Arduino adds a working screen to a Dragon Ball Scouter
Many people have created their own 3D printed version of the famous Scouter from the Dragon Ball franchise, but maker Marcin Poblocki wanted to go one step further and add a functioning screen to his prop.
Before he could get to that, however, he needed to model the Scouter itself, a job he did in Fusion 360 over the course of 20 hours.
Printing took eight hours and, with the plastic in hand, the electronic side of this project could start.
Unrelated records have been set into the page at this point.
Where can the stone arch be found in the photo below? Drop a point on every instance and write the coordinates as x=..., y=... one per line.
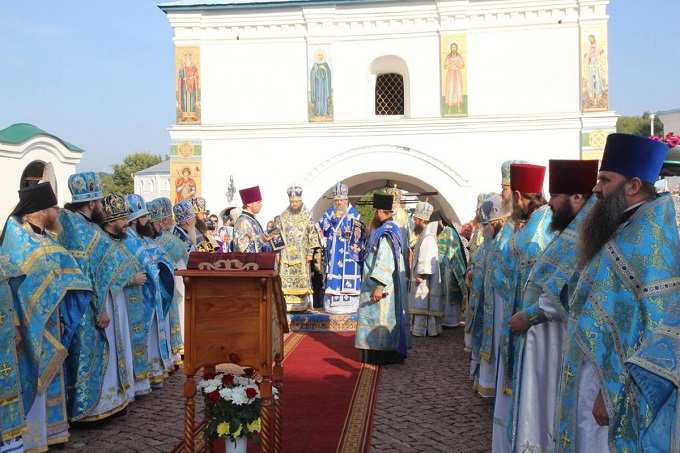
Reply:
x=366, y=168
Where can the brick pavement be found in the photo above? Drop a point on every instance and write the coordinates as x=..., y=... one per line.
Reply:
x=425, y=405
x=428, y=405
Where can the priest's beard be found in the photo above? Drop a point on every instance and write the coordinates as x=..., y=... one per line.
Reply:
x=201, y=226
x=144, y=230
x=600, y=223
x=518, y=214
x=376, y=222
x=562, y=217
x=97, y=216
x=120, y=231
x=52, y=224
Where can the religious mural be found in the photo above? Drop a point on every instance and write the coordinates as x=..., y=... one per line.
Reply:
x=454, y=100
x=594, y=69
x=320, y=97
x=185, y=170
x=188, y=70
x=592, y=143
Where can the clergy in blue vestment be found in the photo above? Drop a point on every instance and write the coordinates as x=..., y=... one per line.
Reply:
x=249, y=237
x=540, y=360
x=452, y=265
x=342, y=231
x=160, y=211
x=205, y=241
x=405, y=224
x=655, y=369
x=185, y=224
x=12, y=415
x=630, y=254
x=483, y=318
x=131, y=330
x=531, y=217
x=497, y=289
x=383, y=334
x=158, y=290
x=96, y=381
x=52, y=300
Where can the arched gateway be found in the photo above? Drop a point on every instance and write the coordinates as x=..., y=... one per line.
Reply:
x=372, y=167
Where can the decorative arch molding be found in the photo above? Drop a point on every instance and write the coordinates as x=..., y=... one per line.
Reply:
x=366, y=167
x=52, y=147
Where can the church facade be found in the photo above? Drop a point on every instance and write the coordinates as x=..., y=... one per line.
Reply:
x=30, y=155
x=430, y=95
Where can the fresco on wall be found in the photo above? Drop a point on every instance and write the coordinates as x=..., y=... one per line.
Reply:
x=454, y=100
x=320, y=95
x=594, y=69
x=188, y=69
x=185, y=170
x=592, y=143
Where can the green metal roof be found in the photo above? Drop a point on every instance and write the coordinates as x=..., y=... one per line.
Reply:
x=21, y=132
x=247, y=4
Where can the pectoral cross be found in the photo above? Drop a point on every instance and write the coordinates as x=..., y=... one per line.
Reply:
x=565, y=440
x=5, y=370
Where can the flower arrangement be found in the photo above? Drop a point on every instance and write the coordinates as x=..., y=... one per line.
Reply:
x=232, y=405
x=670, y=139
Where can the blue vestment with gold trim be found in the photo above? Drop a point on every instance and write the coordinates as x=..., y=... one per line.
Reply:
x=344, y=247
x=159, y=289
x=656, y=371
x=12, y=422
x=89, y=352
x=175, y=250
x=497, y=277
x=383, y=325
x=618, y=302
x=526, y=246
x=52, y=298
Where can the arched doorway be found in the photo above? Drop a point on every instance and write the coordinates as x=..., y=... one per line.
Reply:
x=368, y=168
x=38, y=171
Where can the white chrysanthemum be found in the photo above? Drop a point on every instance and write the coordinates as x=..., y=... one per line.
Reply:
x=252, y=386
x=226, y=393
x=242, y=380
x=238, y=396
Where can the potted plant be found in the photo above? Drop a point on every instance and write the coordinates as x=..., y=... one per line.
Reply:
x=232, y=408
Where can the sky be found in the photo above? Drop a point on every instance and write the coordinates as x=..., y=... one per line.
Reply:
x=100, y=74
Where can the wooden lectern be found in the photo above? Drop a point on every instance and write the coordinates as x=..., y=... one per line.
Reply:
x=235, y=312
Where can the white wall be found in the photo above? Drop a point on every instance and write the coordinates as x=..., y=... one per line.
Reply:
x=15, y=158
x=523, y=90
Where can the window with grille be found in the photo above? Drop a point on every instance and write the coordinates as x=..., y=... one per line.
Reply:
x=389, y=94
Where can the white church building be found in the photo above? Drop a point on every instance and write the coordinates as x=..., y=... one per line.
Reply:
x=30, y=155
x=431, y=95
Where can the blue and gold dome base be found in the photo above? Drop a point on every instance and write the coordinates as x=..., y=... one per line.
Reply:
x=315, y=321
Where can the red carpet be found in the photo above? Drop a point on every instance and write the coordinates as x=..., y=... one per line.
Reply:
x=328, y=396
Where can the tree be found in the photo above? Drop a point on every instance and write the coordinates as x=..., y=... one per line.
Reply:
x=122, y=181
x=639, y=125
x=365, y=205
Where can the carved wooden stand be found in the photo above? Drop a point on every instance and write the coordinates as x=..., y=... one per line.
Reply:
x=235, y=316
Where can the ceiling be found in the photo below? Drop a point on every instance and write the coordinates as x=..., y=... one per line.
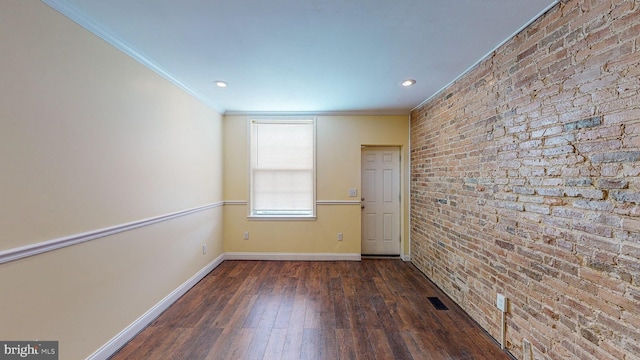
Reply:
x=320, y=56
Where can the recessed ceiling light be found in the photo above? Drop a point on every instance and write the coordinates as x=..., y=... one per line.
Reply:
x=408, y=82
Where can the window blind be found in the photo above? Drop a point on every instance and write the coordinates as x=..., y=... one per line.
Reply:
x=282, y=168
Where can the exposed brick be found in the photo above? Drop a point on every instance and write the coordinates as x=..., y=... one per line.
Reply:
x=585, y=123
x=618, y=156
x=613, y=183
x=625, y=196
x=585, y=193
x=579, y=182
x=554, y=110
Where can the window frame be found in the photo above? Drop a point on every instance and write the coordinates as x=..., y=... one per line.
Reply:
x=251, y=215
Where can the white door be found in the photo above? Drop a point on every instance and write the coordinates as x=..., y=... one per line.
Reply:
x=381, y=201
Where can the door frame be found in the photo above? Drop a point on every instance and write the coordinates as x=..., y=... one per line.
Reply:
x=402, y=204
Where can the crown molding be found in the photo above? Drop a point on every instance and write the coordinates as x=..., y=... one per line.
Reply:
x=73, y=13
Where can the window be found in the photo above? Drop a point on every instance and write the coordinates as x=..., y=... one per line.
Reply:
x=282, y=174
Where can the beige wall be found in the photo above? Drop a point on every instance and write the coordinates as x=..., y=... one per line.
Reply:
x=339, y=140
x=89, y=139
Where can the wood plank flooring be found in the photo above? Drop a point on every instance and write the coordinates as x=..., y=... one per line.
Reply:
x=373, y=309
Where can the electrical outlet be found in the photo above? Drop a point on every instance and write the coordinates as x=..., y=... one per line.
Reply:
x=527, y=351
x=501, y=303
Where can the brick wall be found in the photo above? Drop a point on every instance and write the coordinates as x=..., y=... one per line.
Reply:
x=526, y=181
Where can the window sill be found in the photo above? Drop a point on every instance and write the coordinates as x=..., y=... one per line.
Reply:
x=281, y=218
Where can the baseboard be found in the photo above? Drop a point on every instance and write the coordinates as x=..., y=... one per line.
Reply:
x=132, y=330
x=291, y=256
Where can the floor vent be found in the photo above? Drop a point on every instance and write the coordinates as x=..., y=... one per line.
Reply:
x=437, y=303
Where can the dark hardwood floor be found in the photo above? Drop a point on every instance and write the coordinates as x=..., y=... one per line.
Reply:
x=374, y=309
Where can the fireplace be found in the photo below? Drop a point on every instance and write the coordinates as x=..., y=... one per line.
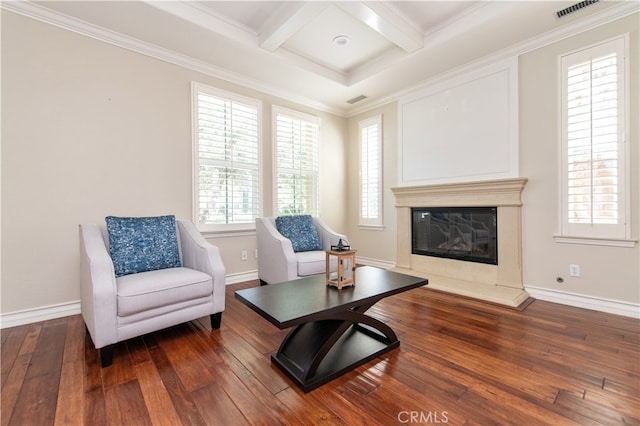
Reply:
x=499, y=281
x=462, y=233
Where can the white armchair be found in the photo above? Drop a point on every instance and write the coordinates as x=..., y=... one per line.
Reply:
x=277, y=262
x=119, y=308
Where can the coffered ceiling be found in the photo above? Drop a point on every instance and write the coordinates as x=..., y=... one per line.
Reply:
x=320, y=53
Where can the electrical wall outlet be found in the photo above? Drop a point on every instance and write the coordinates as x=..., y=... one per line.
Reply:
x=574, y=270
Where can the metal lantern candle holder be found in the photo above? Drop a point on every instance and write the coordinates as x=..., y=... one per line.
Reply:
x=346, y=272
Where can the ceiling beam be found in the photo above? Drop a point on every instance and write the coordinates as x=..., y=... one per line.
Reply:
x=286, y=21
x=383, y=19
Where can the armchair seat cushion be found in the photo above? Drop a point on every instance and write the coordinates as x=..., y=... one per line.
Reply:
x=154, y=289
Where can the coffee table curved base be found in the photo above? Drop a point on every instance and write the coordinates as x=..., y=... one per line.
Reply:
x=318, y=351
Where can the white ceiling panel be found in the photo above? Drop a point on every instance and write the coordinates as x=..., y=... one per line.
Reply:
x=286, y=47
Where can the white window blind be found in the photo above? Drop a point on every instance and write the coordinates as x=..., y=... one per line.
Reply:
x=226, y=142
x=593, y=140
x=296, y=162
x=371, y=171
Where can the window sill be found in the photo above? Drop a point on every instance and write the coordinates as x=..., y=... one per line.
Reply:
x=611, y=242
x=372, y=227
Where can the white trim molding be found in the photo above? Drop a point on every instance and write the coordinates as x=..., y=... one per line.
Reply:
x=617, y=307
x=43, y=313
x=241, y=277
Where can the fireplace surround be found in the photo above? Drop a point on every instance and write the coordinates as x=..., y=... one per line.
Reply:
x=499, y=283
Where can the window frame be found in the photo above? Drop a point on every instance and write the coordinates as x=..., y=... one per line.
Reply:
x=597, y=234
x=313, y=120
x=377, y=222
x=229, y=229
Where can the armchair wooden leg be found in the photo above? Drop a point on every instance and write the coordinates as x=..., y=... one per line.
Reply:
x=216, y=320
x=106, y=356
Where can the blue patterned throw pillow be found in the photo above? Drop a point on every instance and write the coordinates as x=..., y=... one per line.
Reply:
x=300, y=230
x=139, y=244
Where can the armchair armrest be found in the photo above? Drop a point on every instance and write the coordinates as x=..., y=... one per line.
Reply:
x=276, y=260
x=97, y=286
x=328, y=237
x=199, y=254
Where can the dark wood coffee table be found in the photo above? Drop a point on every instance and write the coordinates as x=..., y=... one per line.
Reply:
x=332, y=334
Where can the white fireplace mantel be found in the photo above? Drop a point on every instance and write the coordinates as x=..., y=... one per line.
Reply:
x=501, y=283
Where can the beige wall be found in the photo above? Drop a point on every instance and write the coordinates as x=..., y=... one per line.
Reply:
x=90, y=130
x=606, y=272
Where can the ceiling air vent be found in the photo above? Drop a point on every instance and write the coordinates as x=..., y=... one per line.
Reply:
x=575, y=7
x=356, y=99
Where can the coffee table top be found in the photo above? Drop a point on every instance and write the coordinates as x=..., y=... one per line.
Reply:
x=294, y=302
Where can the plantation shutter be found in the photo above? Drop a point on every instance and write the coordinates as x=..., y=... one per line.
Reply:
x=371, y=171
x=296, y=162
x=593, y=129
x=227, y=159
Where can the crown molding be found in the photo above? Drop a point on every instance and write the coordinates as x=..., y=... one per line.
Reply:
x=590, y=22
x=66, y=22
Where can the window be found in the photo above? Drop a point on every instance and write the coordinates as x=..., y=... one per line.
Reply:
x=594, y=151
x=296, y=162
x=226, y=138
x=371, y=171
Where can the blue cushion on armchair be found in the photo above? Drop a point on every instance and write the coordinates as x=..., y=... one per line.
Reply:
x=139, y=244
x=300, y=230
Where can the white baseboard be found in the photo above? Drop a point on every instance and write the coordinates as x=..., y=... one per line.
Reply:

Poblocki tells us that he’d been experimenting with holograms and projecting images onto pieces of Perspex, so he decided to run with that for this Scouter.
Hidden inside of the main body of the print is an Arduino Nano hooked up to a small 0.96’’ 128 X 64 screen with a battery to keep everything running.
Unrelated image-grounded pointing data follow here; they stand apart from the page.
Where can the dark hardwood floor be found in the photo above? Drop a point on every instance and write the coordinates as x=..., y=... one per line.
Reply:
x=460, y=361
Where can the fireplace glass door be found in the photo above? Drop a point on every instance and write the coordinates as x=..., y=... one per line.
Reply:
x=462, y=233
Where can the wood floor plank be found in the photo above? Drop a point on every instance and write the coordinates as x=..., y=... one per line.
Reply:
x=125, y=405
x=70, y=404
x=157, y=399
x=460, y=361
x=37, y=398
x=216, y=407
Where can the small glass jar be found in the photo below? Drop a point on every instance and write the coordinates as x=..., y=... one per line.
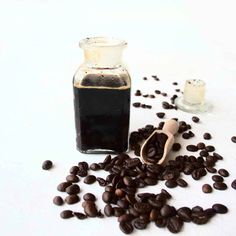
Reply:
x=102, y=97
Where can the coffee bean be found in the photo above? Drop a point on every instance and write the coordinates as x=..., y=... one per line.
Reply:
x=73, y=189
x=233, y=184
x=72, y=199
x=220, y=186
x=176, y=147
x=185, y=214
x=66, y=214
x=207, y=136
x=47, y=165
x=195, y=119
x=182, y=183
x=62, y=186
x=206, y=188
x=217, y=178
x=90, y=179
x=142, y=207
x=139, y=224
x=72, y=178
x=219, y=208
x=171, y=183
x=108, y=210
x=126, y=227
x=160, y=114
x=94, y=167
x=80, y=215
x=89, y=197
x=192, y=148
x=58, y=201
x=223, y=172
x=174, y=224
x=136, y=104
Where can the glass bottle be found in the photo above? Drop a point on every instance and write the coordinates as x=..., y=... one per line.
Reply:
x=102, y=97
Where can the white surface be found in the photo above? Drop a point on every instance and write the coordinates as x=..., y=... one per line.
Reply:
x=176, y=40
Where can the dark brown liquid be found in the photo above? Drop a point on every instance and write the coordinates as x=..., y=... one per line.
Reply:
x=102, y=114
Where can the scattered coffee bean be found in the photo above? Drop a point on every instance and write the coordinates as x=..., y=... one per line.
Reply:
x=126, y=227
x=90, y=179
x=176, y=147
x=160, y=114
x=73, y=189
x=217, y=178
x=223, y=172
x=66, y=214
x=219, y=208
x=80, y=215
x=233, y=184
x=195, y=119
x=72, y=178
x=47, y=165
x=207, y=136
x=220, y=186
x=206, y=188
x=72, y=199
x=58, y=201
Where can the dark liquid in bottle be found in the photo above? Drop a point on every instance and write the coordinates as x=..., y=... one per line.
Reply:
x=102, y=108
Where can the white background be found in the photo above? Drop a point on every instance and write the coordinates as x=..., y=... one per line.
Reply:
x=39, y=54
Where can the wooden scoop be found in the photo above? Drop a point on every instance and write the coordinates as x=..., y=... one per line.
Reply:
x=170, y=128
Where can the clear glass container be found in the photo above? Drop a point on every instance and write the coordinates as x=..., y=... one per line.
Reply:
x=102, y=97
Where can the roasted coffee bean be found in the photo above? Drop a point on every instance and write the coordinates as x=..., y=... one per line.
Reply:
x=185, y=214
x=74, y=170
x=136, y=104
x=72, y=178
x=223, y=172
x=219, y=208
x=174, y=224
x=66, y=214
x=217, y=178
x=102, y=182
x=195, y=119
x=207, y=136
x=62, y=186
x=47, y=165
x=220, y=186
x=107, y=197
x=192, y=148
x=89, y=197
x=161, y=222
x=139, y=224
x=73, y=189
x=210, y=148
x=167, y=211
x=171, y=183
x=126, y=227
x=58, y=201
x=160, y=115
x=142, y=207
x=94, y=167
x=125, y=217
x=90, y=179
x=233, y=139
x=233, y=184
x=176, y=147
x=182, y=183
x=80, y=215
x=201, y=146
x=72, y=199
x=206, y=188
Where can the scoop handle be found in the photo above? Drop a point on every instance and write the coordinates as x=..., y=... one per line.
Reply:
x=171, y=126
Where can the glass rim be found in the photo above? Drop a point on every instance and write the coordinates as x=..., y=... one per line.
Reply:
x=102, y=42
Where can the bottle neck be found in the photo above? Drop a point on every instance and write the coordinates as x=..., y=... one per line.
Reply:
x=103, y=57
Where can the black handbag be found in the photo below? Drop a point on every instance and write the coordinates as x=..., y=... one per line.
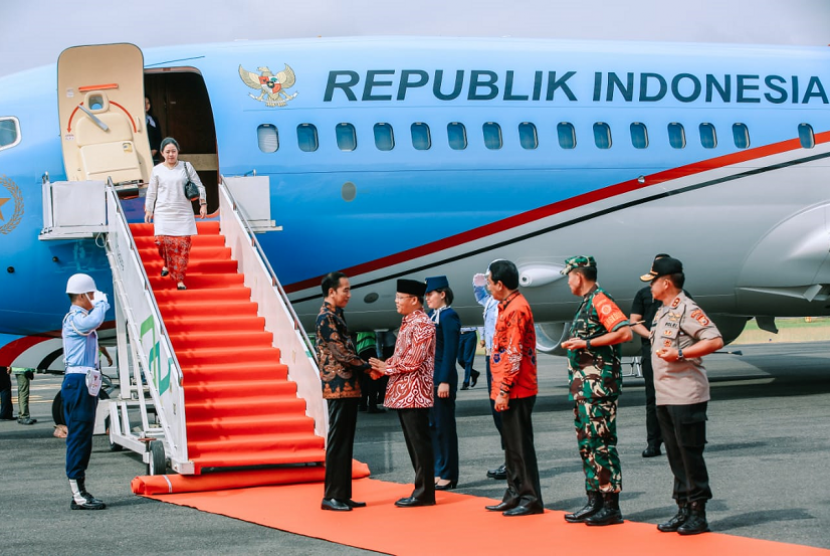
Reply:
x=191, y=191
The image from this screen is projected onto a mirror and then through a 25mm lens taken from a cheap VR headset. From here it is finally displayed on the 3mm clear Perspex that sits in front of your eye.
While it’s not the most vibrant image, it works incredibly well at displaying a power level while still being see through.
Not content with displaying a static power number, this Scouter has an extra trick. There’s a VL53L0X time-of-flight distance sensor here. The Scouter can be programmed to display the distance measurement this sensor picks up, so that the power level can change dynamically and add a bit of extra flair for those watching it at a Con.
Wiring up these optics and soldering the circuits added an extra two hours to the project, and a simple paint job was needed to round everything off.
With all the components this Scouter weighs in at 300 grams. A headband attached to the print (which should be hidden away, especially if you’re wearing a large blonde wig) keeps the print attached to your head for, what we’ve been told, is a surprisingly comfortable fit.
Those looking to make their own can find everything they need on Thingiverse. The free files there contain not only the ones needed to print the Scouter itself, but also the code for both display types, the schematics and a few renders to show how everything should fit together.
This isn’t the first time we’ve featured Poblocki’s work and we doubt it will be the last. We’ve looked at his Guardian of Forever and Bajoran Orb projects in the past, and he consistently pumps out creations of high quality.
These projects are usually from Star Trek but, as you can see, he does branch out into other media.